NRL has made significant advances in the development of a gas-to-liquids (GTL) synthesis process to convert CO2 and H2 from seawater to a fuel-like fraction of C9-C16 molecules. In the first patented step, an iron-based catalyst has been developed that can achieve CO2 conversion levels up to 60 percent and decrease unwanted methane production in favor of longer-chain unsaturated hydrocarbons (olefins). These value-added hydrocarbons from this process serve as building blocks for the production of industrial chemicals and designer fuels.

They claim that with this process they can mass produce jet fuel for $3-6 per gallon. They tested the fuel on a model airplane, and it appeared to work fine.

The mainstream media is reporting the story this way (from the Huffington Post):

Currently, most of the Navy’s vessels rely entirely on oil-based fuel, with the exception of some aircraft carriers and submarines that use nuclear propulsion, reports the International Business Times. The ability to render fuel from seawater may change that.

No, it won’t. The reason the navy is talking about jet fuel and testing the fuel on model planes, rather than talking about fuel for their ships, is that converting seawater into hydrocarbon fuel requires more energy than you get back. This is not a method for creating fuel, but rather for storing energy as fuel.

If you have a nuclear-powered aircraft carrier, you still need jet fuel for all the jets. If, however, you can use that nuclear power to manufacture jet fuel, then you will be more self-sufficient.

If, however, your ship is fueled by oil, there is no utility to this process except to waste energy. Theoretically you could have solar or wind-power on board that you can then use to make fuel from seawater, but such a source of energy is unlikely to produce a significant amount of fuel at sea.

The Huff Po article acknowledges this limitation, at the end of their article, but somehow fails to recognize that this invalidates that rest of the discussion in the article.

Such a method, if it can be scaled to mass production with high efficiency, would be useful in a zero-carbon economy. A nuclear power plant, for example, could provide the energy for this process in order to mass produce fuel for cars, trucks, jets, and other machines that cannot efficiently run directly off of solar power or some other clean energy.

Such a process would also be carbon neutral – if you are extracting the CO2 from the environment (in this case from sea water), then when you burn the fuel you are simply returning the CO2 back to the environment. This contrasts with burning fossil fuels in which we are releasing CO2 that has been sequestered for millions of years.

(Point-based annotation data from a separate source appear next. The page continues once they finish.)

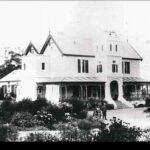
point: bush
(147, 104)
(45, 118)
(147, 110)
(23, 119)
(7, 133)
(81, 115)
(39, 104)
(118, 131)
(77, 105)
(41, 137)
(84, 125)
(26, 105)
(57, 112)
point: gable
(31, 49)
(70, 46)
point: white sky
(23, 21)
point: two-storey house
(106, 68)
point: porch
(82, 91)
(138, 89)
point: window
(84, 65)
(116, 48)
(43, 66)
(110, 47)
(126, 67)
(99, 68)
(79, 65)
(24, 66)
(114, 67)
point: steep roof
(28, 49)
(128, 51)
(70, 46)
(13, 76)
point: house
(106, 68)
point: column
(66, 92)
(81, 91)
(86, 92)
(100, 94)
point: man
(104, 111)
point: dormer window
(114, 67)
(116, 48)
(43, 66)
(110, 47)
(99, 67)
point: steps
(121, 105)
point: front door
(114, 90)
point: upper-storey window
(24, 66)
(114, 67)
(43, 66)
(99, 67)
(116, 47)
(83, 66)
(110, 47)
(126, 67)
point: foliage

Even if we will soon have fully electric cars that can be recharged with solar panels, we will still need jet fuel. I don’t envision solar-powered jets anytime soon.

Of course this technology is only useful if we expand our non-fossil fuel energy production. We have some unused capacity in our current system also. Nuclear power plants can use their off-peak capacity, for example, to make fuel from sea water. In order to displace all fossil fuels with synthetic fuels, however, I suspect we would need to add significant capacity, although I have not seen a detailed analysis taking into considering such fuel production methods.

Biofuels may also play a role, but I am not sure if they will ever be a significant contributor to our energy infrastructure. The main problem is land – growing raw material for conversion to biofuels can displace food production, the demand for which will only get greater. There are potential solutions involving growing raw material in bodies of water or using cellulose from waste plant material or from non-crop land. So I remain open minded about biofuels, but at present they are not a good solution and we just have to wait and see what develops.

The fuel from sea water technology may turn out to be a very useful process. It is disappointing, however, that so many people still don’t get the basic idea that such processes do not create energy, they consume energy. The media reporting on this news story was mostly misleading. Readers would have to read all the way down to the end, and then see for themselves that the last comment invalidates the rest of the article. That is a science-reporting fail.